Dans un futur lointain, ce qui reste de l’humanité est structuré autour d’un immense château, ancienne bâtisse qui servait à atteindre les étoiles. Le monde est menacé par la dévoration, un phénomène stellaire qui devrait obscurcir le système solaire et détruire toute vie sur Terre. Face au Roi se sont dressés les Ingénieurs, en désaccord sur la méthode pour contrer la catastrophe à venir. Enfin, la Crypte, une sorte d’intelligence artificielle, permet à chacun de disposer de huit vies réelles puis de huit avatars virtuels pour qui le temps s’écoule différemment. Parmi tout ceci, Bascule, un jeune moine capable de plonger dans la Crypte pour en retirer des informations psychiques, se sent investi d’une mission débutant par la recherche de sa copine la fourmi qui parle.
Paru en 1994 et lauréat du British Science Fiction Association Award dans la foulée, il aura fallu attendre presque 20 ans et le courage d’un petit éditeur, L’œil d’Or (non spécialisé en science-fiction, mais dont la collection Fictions & Fantaisies devrait intéresser plus d’un visiteur de nooSFere), pour que sorte une traduction française de ce Feersum Endjinn, peu avant la mort soudaine de son auteur, Iain Banks.
Pourquoi une telle attente ? Tout d’abord, Efroyabl Ange1 ne fait pas partie du cycle de la culture pour lequel l'auteur est surtout connu en France. Ensuite et surtout, parce que le roman trainait une réputation d’œuvre difficilement traduisible.
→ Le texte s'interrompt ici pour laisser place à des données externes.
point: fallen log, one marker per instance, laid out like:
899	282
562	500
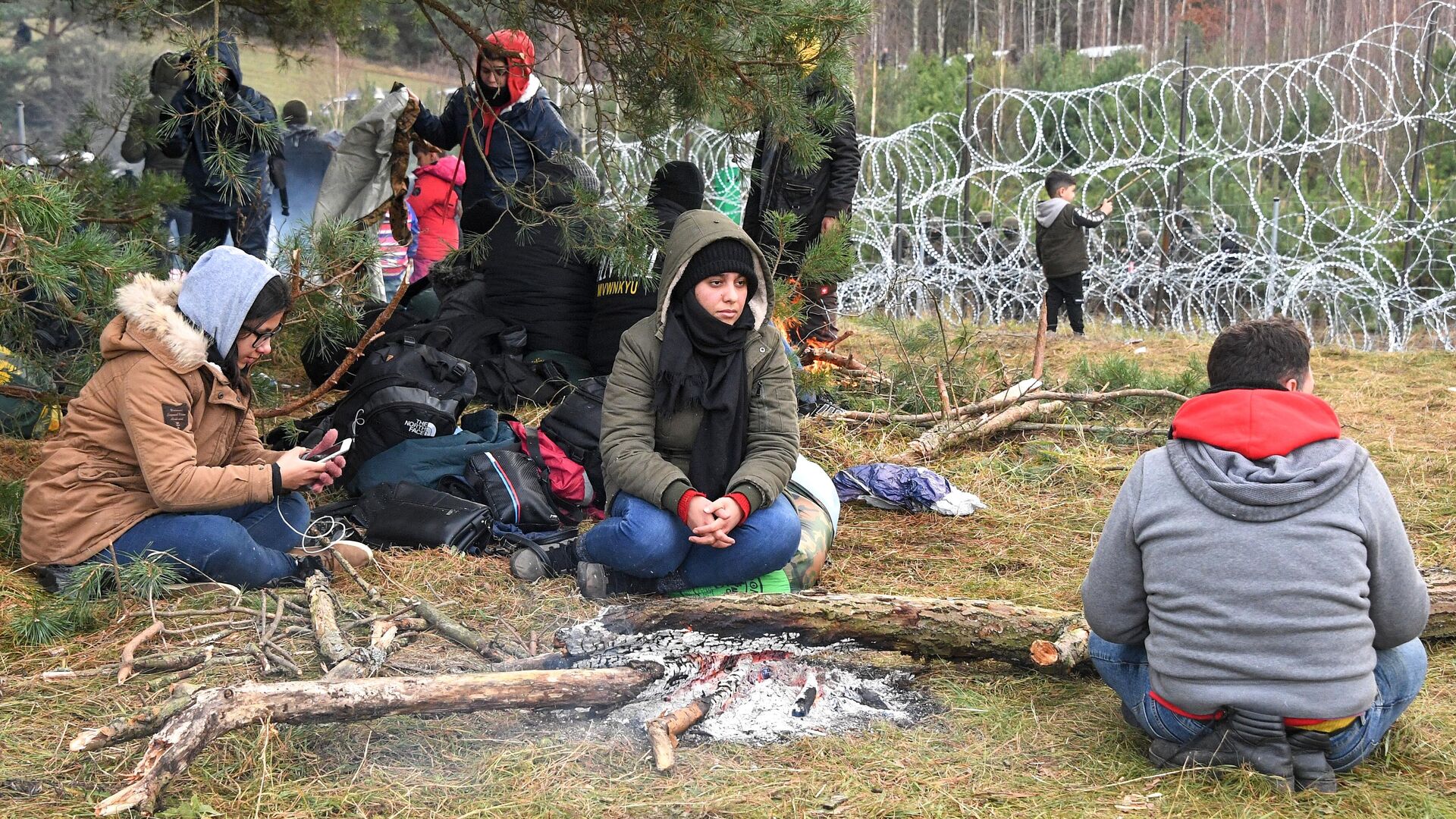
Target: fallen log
1440	585
143	723
456	632
664	729
128	651
218	711
1003	400
956	433
842	360
922	627
332	646
1046	640
1085	428
370	661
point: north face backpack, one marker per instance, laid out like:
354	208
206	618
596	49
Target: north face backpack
321	356
405	390
576	428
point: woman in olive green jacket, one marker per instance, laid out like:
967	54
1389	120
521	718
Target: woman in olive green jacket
699	430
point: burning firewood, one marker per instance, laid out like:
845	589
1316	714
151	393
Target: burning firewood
924	627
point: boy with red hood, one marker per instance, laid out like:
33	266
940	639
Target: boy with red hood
436	197
1254	598
504	121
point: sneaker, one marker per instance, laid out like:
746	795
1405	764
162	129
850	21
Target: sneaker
1312	768
303	569
533	561
598	582
354	553
1242	738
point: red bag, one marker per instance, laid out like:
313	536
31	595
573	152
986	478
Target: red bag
568	480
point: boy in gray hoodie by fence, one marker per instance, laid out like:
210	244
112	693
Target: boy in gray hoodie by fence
1254	598
1062	246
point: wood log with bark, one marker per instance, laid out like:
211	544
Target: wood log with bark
218	711
956	433
922	627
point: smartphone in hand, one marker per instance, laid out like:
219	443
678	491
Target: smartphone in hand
340	447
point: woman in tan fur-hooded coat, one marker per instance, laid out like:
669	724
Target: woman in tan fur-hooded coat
159	453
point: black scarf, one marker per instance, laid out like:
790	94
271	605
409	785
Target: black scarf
702	365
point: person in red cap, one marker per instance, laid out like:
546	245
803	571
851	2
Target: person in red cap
1254	598
506	123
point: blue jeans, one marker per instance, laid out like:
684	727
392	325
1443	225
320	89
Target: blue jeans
645	541
243	545
1398	676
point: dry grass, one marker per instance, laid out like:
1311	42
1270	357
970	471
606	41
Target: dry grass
1005	745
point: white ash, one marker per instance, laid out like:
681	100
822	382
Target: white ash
753	686
683	654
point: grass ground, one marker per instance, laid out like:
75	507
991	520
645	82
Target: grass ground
1006	744
316	77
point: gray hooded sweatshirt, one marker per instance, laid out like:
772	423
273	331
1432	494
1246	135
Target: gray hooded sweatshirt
1257	583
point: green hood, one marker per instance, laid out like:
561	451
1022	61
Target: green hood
695	231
Composé de 10 chapitres divisés chacun (a l’exception du dernier) en quatre parties correspondant chacune à un narrateur, toujours dans le même ordre, c’est en arrivant au quatrième personnage que l’on comprend la difficulté : Bascule s’exprime dans une phonétique hasardeuse et perturbante au premier abord. Mais pas d’affolement : si les premières lignes de ce raconteur nécessitent un effort, on s’habitue vite à ses tournures et seuls quelques mots résistent à une compréhension rapide. Car Bascule, en plus de son orthographe, a une façon personnelle de parler, franche et directe, que Banks constelle d’humour et que l’excellente traduction d’Anne-Sylvie Homassel rend particulièrement bien.
Au-delà de ce tour de force stylistique, l’auteur écossais réussit avec Efroyabl Ange1 un livre complet : sur une courte distance (moins de 300 pages), l’écrivain empile les sujets et les personnages, les développe sans perdre le lecteur et construit une intrigue riche et fine. Les pérégrinations de Bascule et des autres narrateurs, d’abord peu évidentes à cerner, finissent par former un tout cohérent et solide, ou rien n’est inutile. Enfin, remarquons qu’Efroyabl Ange1, s’il n’est pas à proprement parler un roman difficile, nécessite une lecture attentive pour ne pas laisser passer des informations importantes à la compréhension. De l’attention, oui, comme pour la dégustation d’un vin rare et précieux, de la première à la dernière gorgée.